Of course, the context matters. A simple action with basic queries should be under 200ms. A complex dashboard with aggregations spending 500ms to a second might be acceptable. But anything consistently over 500ms deserves investigation.

Breaking down the bottlenecks

Your action response time is the sum of its parts. This is what we use as a baseline when we analyze each component of a request. Bear in mind that these values are just guidelines; they can vary from project to project and be influenced by business requirements (eg, SEO penalties) or context (eg, for an admin interface that’s used sparingly for very specific tasks, there’s no problem in relaxing these a little bit).

Database Queries

Your actions are only as fast as your slowest queries.

Fast:

Under 10ms: Perfect. Nothing to do here, this is probably a properly designed query using the correct indexes.
10-50ms: Good for queries with optimized joins.

Acceptable:

50-100ms: Fine for moderately complex queries.
100-200ms: Okay for heavy aggregations.

Slow:

200-500ms: Here we start seeing things that are worth investigating.
500ms-1s: Definitely needs work.
Over 1 second: We can consider these critical and MUST FIX if they are part of a critical path.

Simple queries (single table, indexed columns) should be under 10ms. If User.find(123) is taking 50ms, something’s wrong. Complex queries with joins and aggregations? They should be under 200ms.

Some of the common root causes of these slow queries we usually see when we are doing performance optimization work are missing indexes on foreign keys or WHERE/ORDER BY columns, N+1 queries, full table scans on large tables, and unoptimized LIKE queries with wildcards on both sides.

The power tool to uncover these: EXPLAIN ANALYZE. It will let you see execution plans and identify missing indexes or sequential scans.

View Rendering

View rendering time is usually high because of:

Rendering too many partials (partials are slow!)
N+1 queries hidden in view code
Not using fragment caching where you could

Our suggestion for flagging views as slow is: if they are consistently over 100ms, investigate.

External API Calls

An action is only as fast as its slowest code statement.
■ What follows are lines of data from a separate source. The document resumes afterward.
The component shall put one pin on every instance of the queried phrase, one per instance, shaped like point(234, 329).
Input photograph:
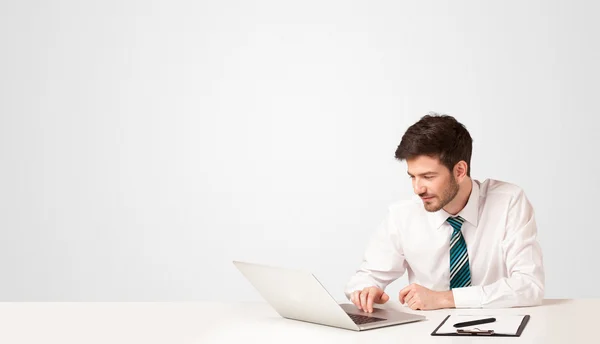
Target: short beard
point(449, 194)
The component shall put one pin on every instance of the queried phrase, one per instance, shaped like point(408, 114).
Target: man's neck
point(461, 199)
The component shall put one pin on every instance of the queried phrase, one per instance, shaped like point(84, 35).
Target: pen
point(475, 322)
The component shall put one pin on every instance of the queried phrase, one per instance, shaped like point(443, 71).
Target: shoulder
point(497, 190)
point(492, 187)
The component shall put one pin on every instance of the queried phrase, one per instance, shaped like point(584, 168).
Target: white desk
point(557, 321)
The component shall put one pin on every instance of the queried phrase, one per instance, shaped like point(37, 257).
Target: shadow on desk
point(552, 302)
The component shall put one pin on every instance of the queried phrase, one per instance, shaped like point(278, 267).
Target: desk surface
point(556, 321)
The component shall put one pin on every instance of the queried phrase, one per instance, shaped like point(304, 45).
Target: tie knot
point(456, 222)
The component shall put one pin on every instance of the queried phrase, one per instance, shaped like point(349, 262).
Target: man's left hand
point(418, 297)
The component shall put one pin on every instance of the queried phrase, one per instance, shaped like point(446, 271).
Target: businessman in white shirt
point(463, 243)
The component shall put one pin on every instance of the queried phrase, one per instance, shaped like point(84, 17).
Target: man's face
point(432, 181)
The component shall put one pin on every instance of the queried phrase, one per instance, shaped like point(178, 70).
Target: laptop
point(298, 295)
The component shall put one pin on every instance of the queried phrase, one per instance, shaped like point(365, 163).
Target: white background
point(146, 144)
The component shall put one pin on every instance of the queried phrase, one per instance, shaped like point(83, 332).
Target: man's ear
point(460, 171)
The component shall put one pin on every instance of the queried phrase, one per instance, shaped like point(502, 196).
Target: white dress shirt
point(505, 257)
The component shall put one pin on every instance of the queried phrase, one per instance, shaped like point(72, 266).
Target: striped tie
point(460, 274)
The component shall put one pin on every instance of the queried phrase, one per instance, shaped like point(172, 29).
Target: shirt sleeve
point(383, 260)
point(524, 264)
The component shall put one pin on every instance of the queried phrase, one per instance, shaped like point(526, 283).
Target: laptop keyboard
point(363, 319)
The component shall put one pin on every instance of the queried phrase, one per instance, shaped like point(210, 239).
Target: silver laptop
point(298, 295)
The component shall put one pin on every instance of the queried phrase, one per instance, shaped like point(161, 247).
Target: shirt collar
point(470, 212)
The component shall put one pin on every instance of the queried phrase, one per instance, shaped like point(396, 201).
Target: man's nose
point(419, 189)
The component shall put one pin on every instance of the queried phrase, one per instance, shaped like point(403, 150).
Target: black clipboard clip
point(475, 332)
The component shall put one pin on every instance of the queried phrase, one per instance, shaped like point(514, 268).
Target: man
point(464, 243)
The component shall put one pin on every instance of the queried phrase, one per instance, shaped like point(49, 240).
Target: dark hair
point(440, 136)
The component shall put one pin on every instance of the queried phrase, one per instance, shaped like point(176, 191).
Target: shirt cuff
point(356, 287)
point(468, 297)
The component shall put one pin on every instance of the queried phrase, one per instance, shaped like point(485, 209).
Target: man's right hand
point(364, 299)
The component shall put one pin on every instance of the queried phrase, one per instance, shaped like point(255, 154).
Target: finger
point(383, 299)
point(363, 300)
point(404, 292)
point(353, 298)
point(408, 298)
point(370, 299)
Hitting an external service in an action will kill your response time. This is not always possible, but we should work hard to avoid hitting 3rd party services via HTTP/network during the process of a request flow. Try to move those calls to background jobs and build a business process that takes into account asynchronicity around them.

In cases where the above is not possible, we try to target under 200ms for API calls. Anything over 500ms should be moved to background jobs or cached aggressively.

If you must make synchronous API calls, remember to set timeouts and have fallback behavior or use circuit breakers.

TL;DR: Thresholds

Here’s what to flag as slow using P95:

Actions: P95 > 500ms
Database queries: P95 > 100ms
API calls: P95 > 200ms

And remember, these thresholds can vary from project to project and be influenced by business requirements (eg, SEO penalties) or context (eg, an admin interface that’s used sparingly for very specific tasks, there’s no problem in relaxing these a little bit), but they work as solid starting points.

Conclusion

Performance is an integral concern: Server time, network latency, asset delivery, and browser rendering, users experience all of it.

Of all these components, server time is where you have the most control. Every millisecond you shave off server response time is a millisecond that doesn’t add to the total user experience.

Look at P95 for your actions. Find the bottlenecks (database queries, view rendering, API calls) and fix what’s making users wait.

Always take the whole picture into account when prioritizing performance-related work, and put your effort where it will give your users the bigger benefits.